Tuesday, February 3, 2015

Sister Emanuelle (1977)

Black Emanuelle History Month gets a little botched with this one.  Joe D'Amato hands over the directorial reins to spaghetti western & peplum vet Giuseppe Vari and the results are not inspiring.  Emanuelle, repenting of her sluttery, joins a convent that retrains female juvenile delinquents.  Trouble arrives in the form of a brazen and apparently middle-aged teenage girl (Monica Zanchi, who we'll meet again in the next Emanuelle post).


It's a fine story, to be sure.  But taking the plucky Emanuelle and denuding her of her harlot crown doesn't work well.  I'm not Catholic, thank God, but I can't picture anyone getting excited by Emanuelle spending most of the movie dressed like a fancy napkin.  Her acting actions are mostly devoted to scolding and being shocked, too.  Which means that Monica Zanchi has to provide the requisite amounts of scuzz and she's miscast as a teen and the film also seems very restrained in comparison with the sleazy anarchy of previous Em sequels.

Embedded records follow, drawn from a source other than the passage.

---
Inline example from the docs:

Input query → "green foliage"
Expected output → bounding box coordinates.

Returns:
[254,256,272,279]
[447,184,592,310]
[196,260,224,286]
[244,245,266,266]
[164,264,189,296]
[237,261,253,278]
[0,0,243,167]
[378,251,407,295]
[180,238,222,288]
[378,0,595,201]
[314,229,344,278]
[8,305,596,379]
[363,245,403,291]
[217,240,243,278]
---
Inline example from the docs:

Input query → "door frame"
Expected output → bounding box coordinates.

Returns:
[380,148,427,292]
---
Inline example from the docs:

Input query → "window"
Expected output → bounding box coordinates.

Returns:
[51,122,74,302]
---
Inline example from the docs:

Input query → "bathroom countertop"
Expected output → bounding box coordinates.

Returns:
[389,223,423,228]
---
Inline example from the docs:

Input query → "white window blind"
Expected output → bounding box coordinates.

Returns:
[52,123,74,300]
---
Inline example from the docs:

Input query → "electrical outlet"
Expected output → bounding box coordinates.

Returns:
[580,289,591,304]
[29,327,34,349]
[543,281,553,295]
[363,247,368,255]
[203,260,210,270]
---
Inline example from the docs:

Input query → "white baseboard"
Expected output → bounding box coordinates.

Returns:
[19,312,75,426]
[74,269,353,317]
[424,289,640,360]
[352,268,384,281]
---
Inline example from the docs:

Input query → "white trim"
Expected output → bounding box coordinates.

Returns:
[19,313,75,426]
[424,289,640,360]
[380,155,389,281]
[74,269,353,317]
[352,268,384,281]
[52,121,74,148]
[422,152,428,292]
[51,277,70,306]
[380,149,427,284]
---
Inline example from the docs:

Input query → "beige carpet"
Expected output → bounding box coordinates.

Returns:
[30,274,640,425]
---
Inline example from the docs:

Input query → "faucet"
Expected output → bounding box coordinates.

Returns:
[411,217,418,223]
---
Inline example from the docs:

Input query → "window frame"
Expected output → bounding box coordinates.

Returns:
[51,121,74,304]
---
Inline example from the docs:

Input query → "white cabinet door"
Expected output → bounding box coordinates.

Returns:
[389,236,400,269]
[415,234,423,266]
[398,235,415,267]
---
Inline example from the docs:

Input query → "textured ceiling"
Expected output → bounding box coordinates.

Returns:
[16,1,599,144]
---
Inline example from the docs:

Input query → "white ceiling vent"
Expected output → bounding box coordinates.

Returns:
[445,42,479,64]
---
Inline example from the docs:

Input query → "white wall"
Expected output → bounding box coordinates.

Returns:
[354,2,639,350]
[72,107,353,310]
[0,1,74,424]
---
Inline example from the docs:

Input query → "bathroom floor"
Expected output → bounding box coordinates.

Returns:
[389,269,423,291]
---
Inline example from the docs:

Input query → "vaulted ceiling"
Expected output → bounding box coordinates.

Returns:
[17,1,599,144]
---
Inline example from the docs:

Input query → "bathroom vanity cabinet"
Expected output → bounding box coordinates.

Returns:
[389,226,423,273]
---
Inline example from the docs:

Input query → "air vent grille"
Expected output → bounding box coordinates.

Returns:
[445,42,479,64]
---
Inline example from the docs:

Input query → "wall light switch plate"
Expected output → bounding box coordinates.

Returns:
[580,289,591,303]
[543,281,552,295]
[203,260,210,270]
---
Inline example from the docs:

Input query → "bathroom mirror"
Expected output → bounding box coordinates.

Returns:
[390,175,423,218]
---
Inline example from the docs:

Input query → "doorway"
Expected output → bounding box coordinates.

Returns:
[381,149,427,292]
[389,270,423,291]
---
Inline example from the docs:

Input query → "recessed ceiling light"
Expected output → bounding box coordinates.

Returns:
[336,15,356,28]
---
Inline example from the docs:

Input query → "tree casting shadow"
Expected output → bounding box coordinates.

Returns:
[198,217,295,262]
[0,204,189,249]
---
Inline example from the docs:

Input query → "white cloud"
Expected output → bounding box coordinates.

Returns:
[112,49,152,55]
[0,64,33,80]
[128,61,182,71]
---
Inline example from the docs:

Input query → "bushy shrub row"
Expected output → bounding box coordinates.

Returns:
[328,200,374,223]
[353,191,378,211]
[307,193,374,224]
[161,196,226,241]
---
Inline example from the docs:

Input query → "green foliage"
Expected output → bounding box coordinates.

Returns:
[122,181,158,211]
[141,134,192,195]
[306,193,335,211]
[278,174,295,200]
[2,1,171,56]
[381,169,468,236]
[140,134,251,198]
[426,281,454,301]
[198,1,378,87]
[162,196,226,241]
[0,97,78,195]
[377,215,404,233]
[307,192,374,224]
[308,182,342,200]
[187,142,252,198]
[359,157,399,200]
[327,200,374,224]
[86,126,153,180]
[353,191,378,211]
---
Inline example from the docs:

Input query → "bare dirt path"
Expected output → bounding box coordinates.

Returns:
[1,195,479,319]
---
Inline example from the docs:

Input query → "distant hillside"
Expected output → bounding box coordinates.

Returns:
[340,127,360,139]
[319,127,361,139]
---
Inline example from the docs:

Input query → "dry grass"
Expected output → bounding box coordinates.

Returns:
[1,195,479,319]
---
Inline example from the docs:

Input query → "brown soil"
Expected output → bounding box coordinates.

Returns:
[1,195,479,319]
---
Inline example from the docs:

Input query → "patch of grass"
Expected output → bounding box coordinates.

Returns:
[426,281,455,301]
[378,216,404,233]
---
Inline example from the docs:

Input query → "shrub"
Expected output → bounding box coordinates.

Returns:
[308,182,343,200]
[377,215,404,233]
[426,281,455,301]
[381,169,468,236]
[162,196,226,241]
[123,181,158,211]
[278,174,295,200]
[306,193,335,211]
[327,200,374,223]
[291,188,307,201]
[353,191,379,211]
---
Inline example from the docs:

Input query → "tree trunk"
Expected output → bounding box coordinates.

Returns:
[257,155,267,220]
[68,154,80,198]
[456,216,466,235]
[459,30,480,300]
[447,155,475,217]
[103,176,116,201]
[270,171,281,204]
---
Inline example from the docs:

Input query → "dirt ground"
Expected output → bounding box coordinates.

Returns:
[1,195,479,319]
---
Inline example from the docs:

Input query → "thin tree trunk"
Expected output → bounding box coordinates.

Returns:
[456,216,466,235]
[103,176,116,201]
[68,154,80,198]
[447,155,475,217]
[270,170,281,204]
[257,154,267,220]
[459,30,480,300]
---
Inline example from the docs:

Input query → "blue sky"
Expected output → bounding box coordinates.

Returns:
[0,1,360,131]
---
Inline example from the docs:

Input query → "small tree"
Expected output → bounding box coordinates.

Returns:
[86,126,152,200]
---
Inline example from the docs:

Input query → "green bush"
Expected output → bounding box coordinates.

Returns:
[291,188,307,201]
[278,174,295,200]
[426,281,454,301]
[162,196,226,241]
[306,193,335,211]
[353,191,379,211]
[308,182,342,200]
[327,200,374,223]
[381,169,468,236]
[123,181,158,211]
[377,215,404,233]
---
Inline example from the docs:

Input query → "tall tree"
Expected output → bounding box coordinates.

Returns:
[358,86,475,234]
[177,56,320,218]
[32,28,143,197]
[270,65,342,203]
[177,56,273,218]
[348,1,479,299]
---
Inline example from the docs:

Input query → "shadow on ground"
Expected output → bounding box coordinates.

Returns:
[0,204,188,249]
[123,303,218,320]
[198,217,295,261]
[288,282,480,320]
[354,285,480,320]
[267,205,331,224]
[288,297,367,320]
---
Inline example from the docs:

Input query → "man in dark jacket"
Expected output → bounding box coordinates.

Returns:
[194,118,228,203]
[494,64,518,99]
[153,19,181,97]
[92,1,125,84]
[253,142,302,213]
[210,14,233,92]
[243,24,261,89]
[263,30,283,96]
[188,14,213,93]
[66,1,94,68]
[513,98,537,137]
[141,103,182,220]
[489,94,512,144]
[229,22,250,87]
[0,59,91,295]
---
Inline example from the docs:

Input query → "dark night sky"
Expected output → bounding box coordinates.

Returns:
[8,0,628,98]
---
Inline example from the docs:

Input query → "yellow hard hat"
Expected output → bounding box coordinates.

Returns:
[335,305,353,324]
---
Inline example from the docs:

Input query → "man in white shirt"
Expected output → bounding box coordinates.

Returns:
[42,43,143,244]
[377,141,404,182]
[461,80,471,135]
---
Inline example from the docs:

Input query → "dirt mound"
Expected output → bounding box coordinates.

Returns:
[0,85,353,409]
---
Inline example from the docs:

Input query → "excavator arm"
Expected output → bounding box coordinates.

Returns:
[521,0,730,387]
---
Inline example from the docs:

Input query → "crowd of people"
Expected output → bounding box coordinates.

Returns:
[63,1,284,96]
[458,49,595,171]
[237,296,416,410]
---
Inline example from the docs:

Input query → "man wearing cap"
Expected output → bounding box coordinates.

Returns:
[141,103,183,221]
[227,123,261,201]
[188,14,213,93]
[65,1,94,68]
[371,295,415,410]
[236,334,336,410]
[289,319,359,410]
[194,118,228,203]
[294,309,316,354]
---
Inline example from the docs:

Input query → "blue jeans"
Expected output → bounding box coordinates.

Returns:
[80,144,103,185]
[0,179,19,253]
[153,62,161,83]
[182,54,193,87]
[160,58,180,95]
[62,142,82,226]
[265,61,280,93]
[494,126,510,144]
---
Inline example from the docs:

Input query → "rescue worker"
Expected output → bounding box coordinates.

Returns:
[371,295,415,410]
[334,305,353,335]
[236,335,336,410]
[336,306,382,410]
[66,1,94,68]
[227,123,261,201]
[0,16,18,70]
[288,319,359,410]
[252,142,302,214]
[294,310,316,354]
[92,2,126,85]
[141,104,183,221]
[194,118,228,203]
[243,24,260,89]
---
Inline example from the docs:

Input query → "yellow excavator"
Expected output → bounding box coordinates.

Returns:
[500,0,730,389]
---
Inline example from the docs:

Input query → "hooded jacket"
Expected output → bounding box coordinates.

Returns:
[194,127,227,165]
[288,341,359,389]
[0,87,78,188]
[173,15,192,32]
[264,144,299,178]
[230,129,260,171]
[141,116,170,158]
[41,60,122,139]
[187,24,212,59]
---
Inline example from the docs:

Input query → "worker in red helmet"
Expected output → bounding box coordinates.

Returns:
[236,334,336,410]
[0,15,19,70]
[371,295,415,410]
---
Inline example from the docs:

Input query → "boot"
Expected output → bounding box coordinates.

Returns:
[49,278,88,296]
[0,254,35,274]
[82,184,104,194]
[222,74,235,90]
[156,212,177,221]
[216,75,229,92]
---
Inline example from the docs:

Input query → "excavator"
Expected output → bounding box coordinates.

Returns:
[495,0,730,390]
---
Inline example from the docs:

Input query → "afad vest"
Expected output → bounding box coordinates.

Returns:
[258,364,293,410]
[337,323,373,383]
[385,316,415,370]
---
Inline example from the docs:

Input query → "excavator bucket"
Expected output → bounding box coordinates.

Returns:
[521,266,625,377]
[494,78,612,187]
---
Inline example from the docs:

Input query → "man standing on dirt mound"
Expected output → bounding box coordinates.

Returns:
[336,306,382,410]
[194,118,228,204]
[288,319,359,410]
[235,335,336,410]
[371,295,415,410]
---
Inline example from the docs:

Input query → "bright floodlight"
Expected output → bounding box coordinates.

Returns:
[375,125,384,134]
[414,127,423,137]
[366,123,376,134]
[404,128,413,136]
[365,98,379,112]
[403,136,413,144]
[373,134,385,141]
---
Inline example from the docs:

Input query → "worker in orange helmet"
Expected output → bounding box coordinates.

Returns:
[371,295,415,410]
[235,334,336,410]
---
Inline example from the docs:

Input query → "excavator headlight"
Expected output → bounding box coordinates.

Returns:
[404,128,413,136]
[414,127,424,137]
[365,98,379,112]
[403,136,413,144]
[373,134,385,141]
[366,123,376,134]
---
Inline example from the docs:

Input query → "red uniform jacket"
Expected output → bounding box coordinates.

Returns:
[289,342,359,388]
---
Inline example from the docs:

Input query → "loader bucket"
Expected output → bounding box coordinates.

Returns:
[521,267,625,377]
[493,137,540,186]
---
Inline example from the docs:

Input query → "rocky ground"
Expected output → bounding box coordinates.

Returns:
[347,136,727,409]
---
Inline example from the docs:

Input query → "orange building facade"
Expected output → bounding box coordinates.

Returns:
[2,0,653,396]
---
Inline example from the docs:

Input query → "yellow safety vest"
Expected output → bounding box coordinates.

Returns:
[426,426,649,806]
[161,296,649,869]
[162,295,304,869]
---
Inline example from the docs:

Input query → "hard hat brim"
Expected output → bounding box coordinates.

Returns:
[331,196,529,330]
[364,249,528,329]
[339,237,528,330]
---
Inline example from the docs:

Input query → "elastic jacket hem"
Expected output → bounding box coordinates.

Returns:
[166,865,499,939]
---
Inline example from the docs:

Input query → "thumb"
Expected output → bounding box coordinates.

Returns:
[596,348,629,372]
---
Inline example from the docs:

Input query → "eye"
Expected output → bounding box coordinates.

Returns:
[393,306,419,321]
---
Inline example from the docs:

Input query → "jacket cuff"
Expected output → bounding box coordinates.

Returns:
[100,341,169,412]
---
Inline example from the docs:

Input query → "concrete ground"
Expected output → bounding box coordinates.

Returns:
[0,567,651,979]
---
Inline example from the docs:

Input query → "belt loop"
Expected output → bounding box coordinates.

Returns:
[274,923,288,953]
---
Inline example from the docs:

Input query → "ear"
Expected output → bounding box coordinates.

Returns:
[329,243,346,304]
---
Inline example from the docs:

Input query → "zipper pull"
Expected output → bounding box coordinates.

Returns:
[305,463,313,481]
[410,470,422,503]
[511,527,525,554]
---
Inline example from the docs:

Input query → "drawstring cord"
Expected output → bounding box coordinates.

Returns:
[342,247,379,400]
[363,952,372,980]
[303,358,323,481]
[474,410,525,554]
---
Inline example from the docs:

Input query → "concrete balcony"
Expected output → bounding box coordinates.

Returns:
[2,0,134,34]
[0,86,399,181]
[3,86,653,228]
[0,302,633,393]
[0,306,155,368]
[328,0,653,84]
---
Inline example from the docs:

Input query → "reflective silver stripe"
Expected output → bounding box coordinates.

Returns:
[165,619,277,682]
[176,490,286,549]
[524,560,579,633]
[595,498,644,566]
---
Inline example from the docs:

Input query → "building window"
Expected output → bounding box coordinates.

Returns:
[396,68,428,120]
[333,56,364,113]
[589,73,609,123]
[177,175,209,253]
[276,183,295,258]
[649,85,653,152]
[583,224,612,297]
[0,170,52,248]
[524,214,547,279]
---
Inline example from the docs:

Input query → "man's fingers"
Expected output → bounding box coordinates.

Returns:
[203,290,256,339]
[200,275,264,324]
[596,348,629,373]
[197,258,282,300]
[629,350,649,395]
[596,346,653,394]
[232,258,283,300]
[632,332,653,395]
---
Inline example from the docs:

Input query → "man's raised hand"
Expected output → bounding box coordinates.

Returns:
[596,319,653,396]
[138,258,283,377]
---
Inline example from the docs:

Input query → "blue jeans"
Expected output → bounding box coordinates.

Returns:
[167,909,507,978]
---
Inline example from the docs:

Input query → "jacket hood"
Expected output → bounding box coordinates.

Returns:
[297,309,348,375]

This attempts to be a far more conventional film, devoting lots of time to relationship drama and broad farce.  Parts of it work, like the legit funny stuff involving one nun's bladder problems.  But, please, Sister Emanuelle.  We put down our money with certain expectations and you give us teenage crying and arguments?  Most dreadfully, the movie barely cares about sex scenes.  What we get is shot in ugly close-ups of pale skin rubbing gross hirsute man chest (Gabriele Tinti, who played a different character in Emanuelle in America).  Gemser barely contributes, doing a repeated bored solo disrobing, like the world's sleepiest stripteaser.  It was probably fun for her to do something different with this character, but it's no fun for us to watch.


People expecting an Emanuelle movie are going to be unsatisfied and people who like sophisticated real cinema are going to be unimpressed by the amateur work here.  I haven't seen the next sequel, Last Cannibals, yet, but I'm pretty confident that you can skip this one and move on to the next phase of Black Emanuelle.